In small case clusters or isolated reports, inhibition of TNFα has been shown to alleviate aphthous stomatitis. In one study, Infliximab, a chimeric anti-TNFα antibody, administered intravenously was quite effective in managing recurrent or refractory oral and genital ulcers, with no evidence of recurrence [24]. In another study, Etanercept, a fusion protein of the TNF-α receptor and the Fc portion of human IgG1, had a favorable effect on RAS of the oral cavity. In one review, sixteen patients underwent treatment for refractory or severe aphthous ulcers with tumor necrosis factor alpha antagonists, between 1995 and 2010 [32]. Of the drugs used, infliximab, etanercept and adalimumab appeared to improve outcomes [32]. Sanchez-Cano et al., also reported improved outcomes with adalimumab in a patients with severe aphthous ulcers [33]. The role of cytokines such as TNFα in severe aphthous stomatitis, especially in underlying disorders such as CD needs to be clarified.

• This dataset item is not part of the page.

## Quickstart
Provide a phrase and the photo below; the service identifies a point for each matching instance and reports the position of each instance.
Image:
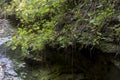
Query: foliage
(62, 22)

Approved uses for etanercept include treatment of rheumatoid arthritis, juvenile rheumatoid arthritis, psoriatic arthritis, plaque psoriasis and ankylosing spondylitis. Recently this drug has also been utilized to treat complications in patients with HIV infection [34]. Off-label use has extended to include Behcet’s disease, recurrent aphthous stomatitis, pemphigoid and lichen planus [29]. A study done by Pepple K. et al., showed that etanercept was used for treatment of Alzheimer disease with small significant improvement [35]. Another study done by Zalevsky et al., showed that the use of etanercept in HIV/AIDS does not increase morbidity or mortality; in contrast it may improve associated aphthous stomatitis, fatigue and dementia [36]. As with any other immunosuppressant, etanercept increases the risk of infections, lupus, systemic sclerosis and congestive heart failure. Etanercept may also increase risk of lymphoma, central nervous system disease such as multiple sclerosis, vasculitis and autoimmune hepatitis but in clinical trials appears to have a favorable risk-benefit ratio [37-39]. In the patient mentioned in this report, dramatic improvement in mucosal disease as well as in the systemic complications of fatigue an arthralgia was convincing enough to allow her to stay on etanercept, though the long term safety and efficacy are unknown and need to be evaluated before firm recommendations on such use could be recommended.

Conclusion

This patient had severe aphthous stomatitis complicating CD, impairing swallowing, chewing and speaking. This led to weight loss, psychosocial issues as well as inability to perform her work. A variety of topical and systemic medications used resulted in either no improvement or only partial alleviation of her symptoms. The use of etanercept resulted in remission of aphthous stomatitis and considerable improvement of quality of life. The use of newer biological for selected and severe manifestations of CD may lead to improved morbidity in these patients, but more studies are indicated.

Competing interests

The authors declare that they have no competing interests.

Authors’ contributions

AH and HP carried out conception and design of the case report, AH, JL and GY carried out literature review, AH, HP, JL, GY and GK carried out drafting the case report and final approval of the version to be published, all authors read and approved the final manuscript.